その勇ましい笑顔に、俺は釘付けになってしまった。
俺が現場で立ち尽くす中、男性は格好良くバシッと横落としの技で倒して、そのまま犯人が着ているシャツを使って、絞め技をかける。
そこで初めて気がついた。男性の着ている服が、とある私立高の制服だということに――
男子高校生の笑顔に、胸キュンした俺って一体……
顔は多分、茫然自失状態。心の中はムンクの叫びの様相。
魂を抜かれたみたいな俺に、
「あの、喧嘩じゃないです。強盗に出くわしてしまって……」
艶のあるバリトンボイスの男子高校生が、おずおずと話しかけてきた。俺は慌てて、気持ちを刑事モードに変換する。
「君、強いんだね。
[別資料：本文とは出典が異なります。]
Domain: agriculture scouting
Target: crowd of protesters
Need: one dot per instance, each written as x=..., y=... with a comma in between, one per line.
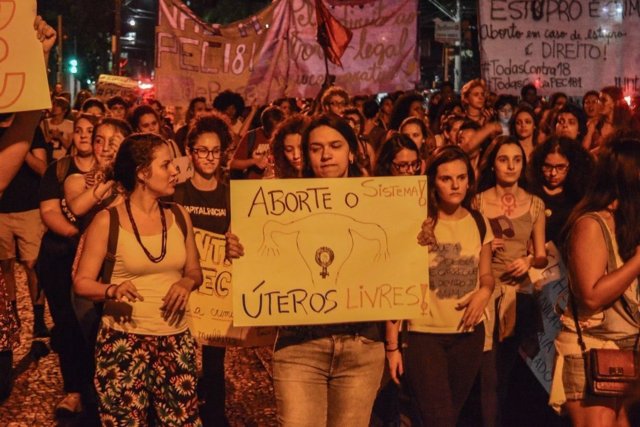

その強盗、伸びちゃってるよ」
そう声をかけると、ハッとして絞めていた腕を離した。
「やべっ! やり過ぎた……」
「悪いことをしたんだから、多少のお仕置きは必要さ。お手柄だったね高校生!」
俺は笑いながら、男子高校生の肩をポンポン叩いた。なのにどこか困った顔をしているので不思議に思い、小首を傾げるしかない。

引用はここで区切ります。